Strengthening the world’s largest school meals program

General Mills is reliving an important part of its history in school meals and fortification – but in an emerging market in a slightly different way.

The General Mills Foundation announced a two-year, $500,000 grant to the World Food Program (WFP) last month to advance a pilot program to fortify rice and other staples served daily at the mid-day meal in India to nearly 140,000 school children.


India is home to the world’s largest number of people experiencing food insecurity. Many children in the eastern state of Odisha – where the pilot program is taking place – suffer from malnourishment, including anemia and stunted growth.

The WFP pilot is leveraging the knowledge of more than 150 General Mills volunteers in India who worked this year with a nutrition awareness program near our plant in Nashik. Some of our employees in India also have experience in our ongoing global fortification work with flour, cereal and baked goods.

“This fortification project reflects our belief that school meals play a vital role, ensuring that children are nourished and ready to learn,” says Mary Jane Melendez, executive director of the General Mills Foundation.

The pilot program will test two methods of delivering fortification to see which works best.

Half the schools will receive rice cooked on-site that is fortified with important micro-nutrients like iron, zinc and vitamin A. The other half will receive micro-nutrient powder fortified with the same ingredients that is then added to curry dishes at schools.


“Thanks to the expertise and dedication of General Mills, thousands of children in need will receive the nutrition and education they need to break the cycle of poverty and hunger,” says Rick Leach, president and CEO of World Food Program USA.

Deep fortification experience

General Mills has nearly a century of experience with fortification, which began in the 1930s when we “vitalized” Kix cereal in the U.S. with vitamins B and D, calcium, phosphorous and iron. Fortification has played an important role in reducing nutrition deficiencies over the past century in many regions of the world.

Following Kix’s lead, we ramped up our fortification efforts.


-In the 1930s, we developed a cost-effective way to produce vitamin D to fortify milk and became one of the largest producers in the world.
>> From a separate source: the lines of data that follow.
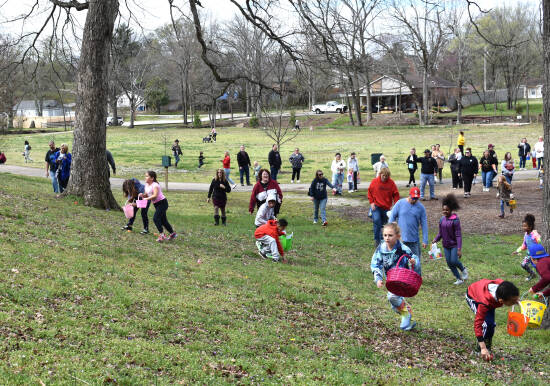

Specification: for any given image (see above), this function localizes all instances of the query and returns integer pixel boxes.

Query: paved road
[0,165,538,192]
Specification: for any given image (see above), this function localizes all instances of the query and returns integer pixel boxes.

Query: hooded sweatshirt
[367,176,399,210]
[254,220,285,256]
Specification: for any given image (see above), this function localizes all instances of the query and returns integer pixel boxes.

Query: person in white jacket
[348,153,359,193]
[330,153,346,195]
[535,136,544,169]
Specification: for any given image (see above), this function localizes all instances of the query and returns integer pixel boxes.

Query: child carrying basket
[371,223,422,331]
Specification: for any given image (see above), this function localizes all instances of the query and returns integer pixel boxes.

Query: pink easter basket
[386,255,422,298]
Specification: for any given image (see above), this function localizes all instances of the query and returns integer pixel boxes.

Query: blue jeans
[372,206,388,244]
[223,168,235,185]
[270,166,279,181]
[239,165,250,185]
[420,173,435,198]
[50,170,59,193]
[403,241,422,276]
[443,247,464,280]
[313,198,327,222]
[332,173,344,194]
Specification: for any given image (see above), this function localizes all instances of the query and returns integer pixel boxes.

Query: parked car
[311,101,348,114]
[107,117,124,126]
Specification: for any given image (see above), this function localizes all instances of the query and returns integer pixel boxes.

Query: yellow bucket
[520,300,546,328]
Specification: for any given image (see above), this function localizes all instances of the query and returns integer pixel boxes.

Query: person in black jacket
[307,170,334,227]
[459,147,479,198]
[449,147,462,189]
[237,145,252,186]
[267,144,282,181]
[518,138,531,170]
[416,149,438,201]
[206,169,231,225]
[405,147,418,188]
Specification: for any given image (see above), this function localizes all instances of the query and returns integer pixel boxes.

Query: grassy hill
[0,174,550,385]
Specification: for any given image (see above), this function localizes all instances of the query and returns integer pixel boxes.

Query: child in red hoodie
[466,279,519,361]
[254,218,288,263]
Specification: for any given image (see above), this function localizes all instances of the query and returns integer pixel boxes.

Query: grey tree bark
[66,0,120,209]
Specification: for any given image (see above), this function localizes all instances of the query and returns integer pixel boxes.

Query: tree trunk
[65,0,120,209]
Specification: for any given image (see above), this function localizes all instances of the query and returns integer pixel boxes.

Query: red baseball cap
[409,186,420,198]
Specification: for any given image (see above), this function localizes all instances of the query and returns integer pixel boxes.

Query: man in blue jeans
[388,187,428,275]
[416,149,438,201]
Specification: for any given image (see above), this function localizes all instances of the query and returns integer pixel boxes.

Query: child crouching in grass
[370,223,418,331]
[466,279,519,361]
[254,218,288,263]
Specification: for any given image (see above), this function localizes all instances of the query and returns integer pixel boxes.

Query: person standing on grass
[500,152,515,184]
[449,147,462,190]
[479,149,497,192]
[288,148,304,184]
[122,178,151,235]
[432,144,445,184]
[143,170,178,243]
[206,169,231,226]
[44,140,59,193]
[172,139,183,168]
[307,170,334,226]
[535,136,544,169]
[267,144,282,181]
[518,138,531,170]
[348,152,359,193]
[367,168,399,246]
[416,149,437,201]
[456,131,466,154]
[432,194,468,285]
[405,147,418,188]
[458,147,479,198]
[220,151,237,189]
[388,187,428,275]
[248,169,283,216]
[330,153,346,196]
[53,143,72,193]
[237,145,252,186]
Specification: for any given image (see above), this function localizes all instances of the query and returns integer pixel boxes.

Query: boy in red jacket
[254,218,288,263]
[466,279,519,361]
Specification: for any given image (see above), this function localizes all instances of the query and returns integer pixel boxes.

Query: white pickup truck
[311,101,348,114]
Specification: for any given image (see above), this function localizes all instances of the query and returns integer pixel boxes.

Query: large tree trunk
[65,0,120,209]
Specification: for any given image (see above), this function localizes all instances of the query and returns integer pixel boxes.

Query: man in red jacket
[254,218,288,263]
[466,279,519,361]
[367,168,399,247]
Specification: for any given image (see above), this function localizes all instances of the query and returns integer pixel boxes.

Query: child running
[432,194,468,285]
[466,279,519,361]
[122,178,151,235]
[512,214,540,281]
[497,174,514,218]
[143,170,178,243]
[254,218,288,263]
[529,244,550,298]
[370,222,418,331]
[254,193,277,228]
[206,169,231,226]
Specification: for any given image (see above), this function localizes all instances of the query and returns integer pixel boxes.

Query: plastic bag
[428,243,443,260]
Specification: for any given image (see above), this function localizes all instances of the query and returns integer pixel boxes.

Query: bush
[193,111,202,128]
[248,113,260,127]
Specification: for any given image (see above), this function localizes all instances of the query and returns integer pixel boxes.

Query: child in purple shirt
[433,194,468,285]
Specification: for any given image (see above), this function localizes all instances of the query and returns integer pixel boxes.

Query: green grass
[0,123,542,183]
[0,174,550,385]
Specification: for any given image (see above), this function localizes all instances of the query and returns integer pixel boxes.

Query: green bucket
[279,234,292,252]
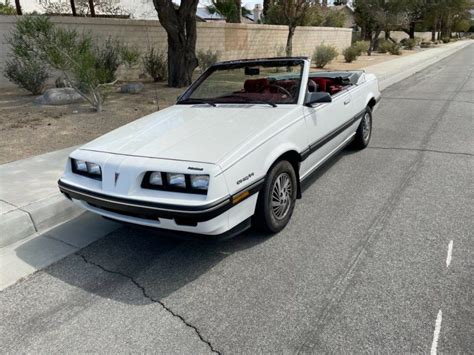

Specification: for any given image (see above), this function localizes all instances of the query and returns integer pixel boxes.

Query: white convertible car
[58,57,380,237]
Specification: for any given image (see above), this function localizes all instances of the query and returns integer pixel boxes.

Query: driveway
[0,45,474,353]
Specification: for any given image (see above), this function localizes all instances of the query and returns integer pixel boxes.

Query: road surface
[0,45,474,353]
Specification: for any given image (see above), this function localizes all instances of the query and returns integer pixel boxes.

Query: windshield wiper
[227,96,277,107]
[178,99,217,107]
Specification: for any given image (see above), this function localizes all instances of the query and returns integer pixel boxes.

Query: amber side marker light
[232,191,250,205]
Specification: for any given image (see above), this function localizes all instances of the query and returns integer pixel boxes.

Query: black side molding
[300,109,365,161]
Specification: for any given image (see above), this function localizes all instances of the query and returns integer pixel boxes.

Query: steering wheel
[270,84,293,97]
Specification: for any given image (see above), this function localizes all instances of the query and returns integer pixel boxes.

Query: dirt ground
[0,83,183,164]
[0,51,426,164]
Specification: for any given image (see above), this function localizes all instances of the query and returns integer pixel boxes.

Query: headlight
[73,159,87,172]
[86,163,102,175]
[141,171,209,195]
[71,159,102,180]
[166,173,186,188]
[191,175,209,190]
[149,171,163,186]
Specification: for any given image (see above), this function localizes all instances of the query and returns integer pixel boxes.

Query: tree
[354,0,405,55]
[262,0,273,16]
[89,0,95,17]
[153,0,199,87]
[263,0,319,57]
[70,0,77,16]
[15,0,23,15]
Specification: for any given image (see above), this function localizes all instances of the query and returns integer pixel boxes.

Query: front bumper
[58,179,263,234]
[58,180,233,224]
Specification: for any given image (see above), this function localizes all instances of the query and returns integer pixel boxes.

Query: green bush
[352,41,370,56]
[400,38,417,50]
[313,44,338,68]
[0,0,16,15]
[342,45,359,63]
[196,49,220,71]
[142,47,168,81]
[388,43,402,55]
[3,57,49,95]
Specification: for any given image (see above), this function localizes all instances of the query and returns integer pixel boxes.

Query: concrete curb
[363,40,474,91]
[0,147,84,248]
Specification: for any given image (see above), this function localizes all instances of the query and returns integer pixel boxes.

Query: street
[0,45,474,353]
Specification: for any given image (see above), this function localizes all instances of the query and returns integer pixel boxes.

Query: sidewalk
[0,147,82,248]
[0,41,474,290]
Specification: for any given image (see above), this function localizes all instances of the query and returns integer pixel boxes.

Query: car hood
[81,105,295,164]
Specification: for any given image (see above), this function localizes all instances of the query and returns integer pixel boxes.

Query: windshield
[178,61,303,106]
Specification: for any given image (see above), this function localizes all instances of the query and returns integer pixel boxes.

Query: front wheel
[254,160,297,233]
[352,107,372,149]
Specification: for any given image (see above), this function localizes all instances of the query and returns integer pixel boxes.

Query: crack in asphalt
[75,253,221,354]
[297,52,472,354]
[367,146,474,157]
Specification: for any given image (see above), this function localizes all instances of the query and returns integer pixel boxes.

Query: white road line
[446,240,453,267]
[431,310,443,355]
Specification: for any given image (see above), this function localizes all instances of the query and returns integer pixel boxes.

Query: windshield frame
[176,57,308,105]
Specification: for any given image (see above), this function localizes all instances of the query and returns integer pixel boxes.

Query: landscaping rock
[54,76,71,88]
[120,83,145,94]
[35,88,83,105]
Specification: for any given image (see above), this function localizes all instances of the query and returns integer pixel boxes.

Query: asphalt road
[0,45,474,353]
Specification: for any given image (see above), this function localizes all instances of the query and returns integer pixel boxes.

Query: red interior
[312,78,344,95]
[238,78,344,102]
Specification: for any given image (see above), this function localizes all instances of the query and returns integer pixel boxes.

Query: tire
[352,106,372,149]
[254,160,298,233]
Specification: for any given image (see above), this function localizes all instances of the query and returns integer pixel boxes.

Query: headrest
[244,78,269,92]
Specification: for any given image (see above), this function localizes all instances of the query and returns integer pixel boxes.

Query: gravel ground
[0,83,183,164]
Within 20 years, rickets – a disease that softens the bones of children – all but disappeared in the U.S.

-In the 1940s, Gold Medal and Pillsbury began adding iron and other nutrients to flour to help prevent anemia.

-In the 1970s, in response to findings of nutrient deficiencies by the 1969 White House Conference on Nutrition, we began adding B-vitamins and iron to more of our cereals.

-In the 1980s, we began adding folic acid – which helps to reduce birth defects such as spina bifida – to our cereals.

-In the 1990s, we began adding calcium to most of our kid cereals to support bone growth.

-And in 2008 – in response to concern that both children and adults were not getting enough calcium and vitamin D in their diets – we began fortifying all of our cereals with these nutrients.

But rice, a staple for half of the world’s population, has been largely overlooked in fortification efforts globally.

Food secure communities

The WFP was looking for the final round of funding for the fortification project in Odisha shortly after the General Mills Foundation revamped its strategy centered on two global focus areas: food secure communities and sustainable agriculture.

“We had been talking with the WFP for a few years about working together and everything finally fell into place so we could do this project,” says Nicola Dixon, associate director of the General Mills Foundation.


More than 150 General Mills volunteers in India have been working to teach school children near our plant in Nashik about healthy nutrition choices.

India now has 1.31 billion people and is forecast to surpass China as the world’s most populous country in 2022.